Laxus picchiettava sulla mappa locale, mentre tutti gli altri seguivano i movimenti della sua mano.
«Dovremmo dividerci in almeno quattro piccoli gruppi: se Levy ci ha dato informazioni esatte, dovrebbero essere solo una decina di uomini che trasportano armi» continuò poi.
«Non starai dubitando di Levy spero!» sbottò Gajeel.
Erza scosse la testa: «Per quanto ne sappiamo, potrebbero anche averle dato un'informazione falsa»
Gajeel imprecò in spagnolo. Al tavolo erano seduti i dieci più abili dell'organizzazione, che ormai poteva contare per la maggior parte su ragazzini orfani di guerra o scappati dalle persecuzioni dei gendarmi.
C'erano Cana, Juvia, Gajeel, Laxus, Erza, Natsu, Gray, Lucy e Wendy. 
E c'era anche Gerard, lì in mezzo semplicemente perché né Mira né Elfman sembravano disposti ancora a combattere, dopo l'atroce morte della loro sorella minore.
Lì, in mezzo a persone che si conoscevano da una vita e che la rischiavano insieme ogni giorno, non osò fiatare.
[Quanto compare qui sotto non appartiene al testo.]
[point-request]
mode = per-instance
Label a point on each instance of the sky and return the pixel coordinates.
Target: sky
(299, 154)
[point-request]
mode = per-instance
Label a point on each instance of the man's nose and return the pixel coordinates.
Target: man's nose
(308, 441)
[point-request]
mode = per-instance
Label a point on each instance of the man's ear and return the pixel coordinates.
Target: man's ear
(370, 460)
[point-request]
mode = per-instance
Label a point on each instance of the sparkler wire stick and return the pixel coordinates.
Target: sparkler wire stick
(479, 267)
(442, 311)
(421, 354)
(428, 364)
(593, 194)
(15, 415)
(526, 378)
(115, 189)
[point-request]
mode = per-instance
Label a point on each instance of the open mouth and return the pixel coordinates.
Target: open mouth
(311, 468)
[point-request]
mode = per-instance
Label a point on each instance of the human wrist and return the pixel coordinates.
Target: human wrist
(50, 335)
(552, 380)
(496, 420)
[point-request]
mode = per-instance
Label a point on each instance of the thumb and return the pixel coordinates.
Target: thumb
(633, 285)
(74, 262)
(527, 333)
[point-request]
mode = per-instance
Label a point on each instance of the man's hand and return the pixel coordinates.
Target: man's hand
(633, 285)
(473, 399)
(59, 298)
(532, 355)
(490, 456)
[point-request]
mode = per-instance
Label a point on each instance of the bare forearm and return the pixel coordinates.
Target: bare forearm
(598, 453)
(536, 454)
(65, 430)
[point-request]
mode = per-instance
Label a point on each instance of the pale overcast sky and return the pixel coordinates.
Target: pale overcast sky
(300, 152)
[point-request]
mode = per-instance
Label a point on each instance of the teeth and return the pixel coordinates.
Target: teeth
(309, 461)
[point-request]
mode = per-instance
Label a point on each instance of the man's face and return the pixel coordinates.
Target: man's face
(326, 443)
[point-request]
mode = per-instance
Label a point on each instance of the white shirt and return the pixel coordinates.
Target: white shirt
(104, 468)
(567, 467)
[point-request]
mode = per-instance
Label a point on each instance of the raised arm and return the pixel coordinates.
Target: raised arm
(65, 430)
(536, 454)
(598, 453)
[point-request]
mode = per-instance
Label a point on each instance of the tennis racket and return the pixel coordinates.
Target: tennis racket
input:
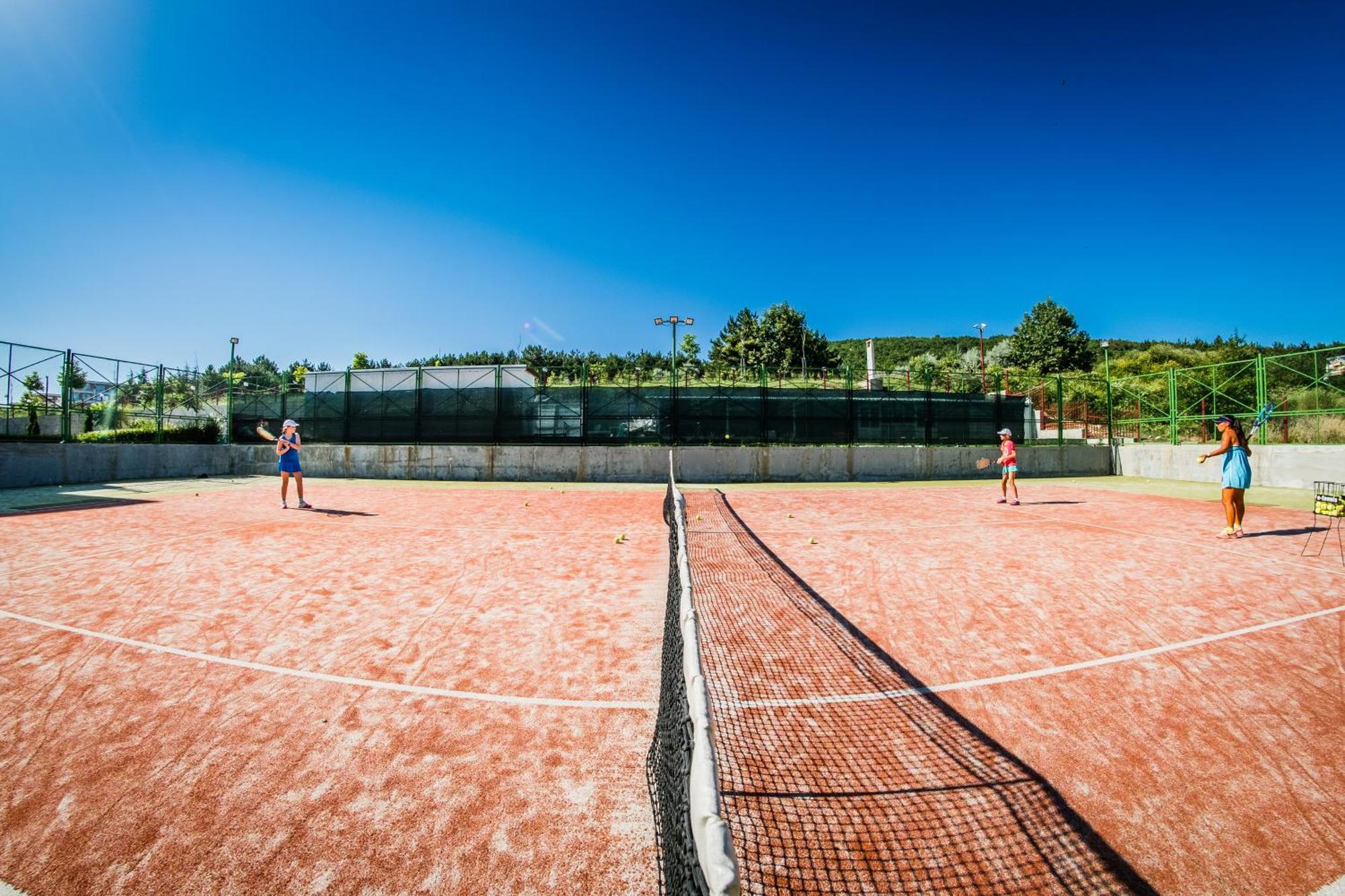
(1262, 416)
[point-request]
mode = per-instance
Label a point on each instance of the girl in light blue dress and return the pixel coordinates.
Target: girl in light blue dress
(1238, 473)
(287, 451)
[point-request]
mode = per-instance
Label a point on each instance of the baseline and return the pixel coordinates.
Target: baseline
(338, 680)
(1036, 673)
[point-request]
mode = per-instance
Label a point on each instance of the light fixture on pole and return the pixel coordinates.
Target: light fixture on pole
(983, 330)
(229, 404)
(675, 321)
(1106, 362)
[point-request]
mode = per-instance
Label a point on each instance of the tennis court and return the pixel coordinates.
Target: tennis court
(450, 688)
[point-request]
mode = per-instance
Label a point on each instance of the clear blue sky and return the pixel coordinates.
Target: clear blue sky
(406, 179)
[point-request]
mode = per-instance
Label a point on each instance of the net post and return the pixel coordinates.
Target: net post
(1172, 407)
(65, 396)
(159, 407)
(345, 416)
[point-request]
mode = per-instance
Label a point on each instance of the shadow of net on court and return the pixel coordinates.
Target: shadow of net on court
(839, 772)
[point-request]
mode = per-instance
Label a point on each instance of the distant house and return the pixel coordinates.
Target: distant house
(92, 393)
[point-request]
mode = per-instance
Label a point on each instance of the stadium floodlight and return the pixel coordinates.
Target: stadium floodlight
(983, 329)
(675, 321)
(229, 401)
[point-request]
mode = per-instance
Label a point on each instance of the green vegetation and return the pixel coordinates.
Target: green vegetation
(145, 431)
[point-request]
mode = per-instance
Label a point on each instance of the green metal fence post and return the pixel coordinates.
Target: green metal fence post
(345, 430)
(65, 396)
(929, 378)
(1000, 409)
(420, 386)
(229, 401)
(1061, 411)
(1172, 407)
(1262, 397)
(584, 405)
(159, 407)
(500, 378)
(852, 424)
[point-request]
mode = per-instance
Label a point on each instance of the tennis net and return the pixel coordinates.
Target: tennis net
(696, 856)
(840, 772)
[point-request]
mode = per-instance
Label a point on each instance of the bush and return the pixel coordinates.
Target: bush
(143, 432)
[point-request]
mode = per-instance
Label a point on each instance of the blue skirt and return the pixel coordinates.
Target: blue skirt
(1238, 470)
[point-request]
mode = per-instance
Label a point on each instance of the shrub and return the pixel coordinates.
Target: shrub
(143, 432)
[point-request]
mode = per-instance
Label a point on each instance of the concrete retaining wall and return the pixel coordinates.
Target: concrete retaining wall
(71, 463)
(40, 464)
(1281, 466)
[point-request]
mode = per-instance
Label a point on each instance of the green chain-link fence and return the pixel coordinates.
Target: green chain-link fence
(64, 395)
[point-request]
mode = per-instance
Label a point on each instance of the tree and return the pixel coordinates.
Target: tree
(36, 393)
(787, 342)
(1050, 341)
(778, 338)
(76, 378)
(739, 345)
(689, 353)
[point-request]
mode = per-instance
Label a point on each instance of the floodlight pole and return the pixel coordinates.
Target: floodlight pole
(1106, 364)
(229, 404)
(981, 329)
(675, 321)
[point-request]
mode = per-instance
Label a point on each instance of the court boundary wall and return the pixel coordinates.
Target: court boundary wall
(64, 463)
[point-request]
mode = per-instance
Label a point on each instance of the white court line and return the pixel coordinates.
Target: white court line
(1035, 673)
(1211, 545)
(1335, 888)
(340, 680)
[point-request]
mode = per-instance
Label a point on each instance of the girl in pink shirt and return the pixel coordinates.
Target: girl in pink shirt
(1008, 462)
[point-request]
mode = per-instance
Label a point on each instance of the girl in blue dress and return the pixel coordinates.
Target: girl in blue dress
(1238, 473)
(287, 448)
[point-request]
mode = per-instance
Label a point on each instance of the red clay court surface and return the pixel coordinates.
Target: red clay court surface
(439, 689)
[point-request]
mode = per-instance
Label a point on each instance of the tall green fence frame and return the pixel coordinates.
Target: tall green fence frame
(701, 405)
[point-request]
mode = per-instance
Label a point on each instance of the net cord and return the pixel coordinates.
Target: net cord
(714, 844)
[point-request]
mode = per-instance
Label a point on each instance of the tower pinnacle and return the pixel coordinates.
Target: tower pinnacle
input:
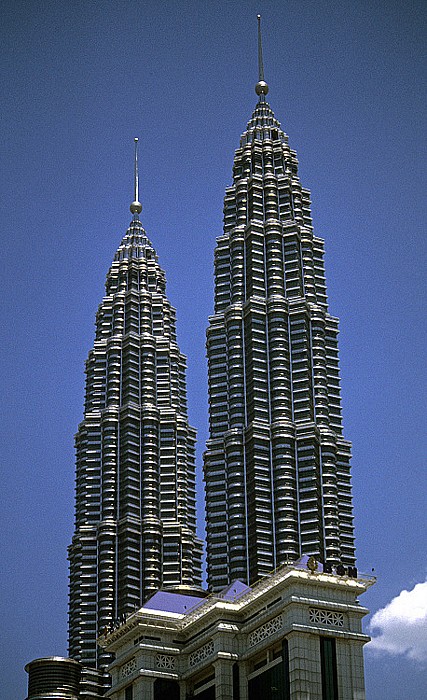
(261, 88)
(136, 206)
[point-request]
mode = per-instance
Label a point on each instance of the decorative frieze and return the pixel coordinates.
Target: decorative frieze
(266, 630)
(128, 668)
(201, 654)
(326, 617)
(165, 661)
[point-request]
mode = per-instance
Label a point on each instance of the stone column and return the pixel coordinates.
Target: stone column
(304, 666)
(243, 680)
(224, 675)
(144, 688)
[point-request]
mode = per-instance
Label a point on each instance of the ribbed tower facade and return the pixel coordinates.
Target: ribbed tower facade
(135, 517)
(277, 468)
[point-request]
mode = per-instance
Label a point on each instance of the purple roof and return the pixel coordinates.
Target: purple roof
(235, 590)
(173, 602)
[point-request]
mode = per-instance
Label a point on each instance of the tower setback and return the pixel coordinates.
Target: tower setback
(277, 468)
(135, 513)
Cercò Erza con lo sguardo, sperando in un suo aiuto. 
Lo trovò.
La ragazza sorrise lievemente in sua direzione con fare rassicurante.
«Potremmo dividerci in questo modo» intervenne la ragazza «Il signor Fernandez verrà con me, mentre Cana e Laxus saranno insieme. Juvia lavorerà con Gajeel e Wendy. Lucy starà con Natsu e Gray»
Gajeel ridacchiò, accarezzando sulla testa le due ragazze in squadra con lui. Gerard poté giurare di aver visto Gray lanciargli un'occhiata truce.
«Erza!» strillò esasperata Lucy. «Mi lasci con quei due?!» 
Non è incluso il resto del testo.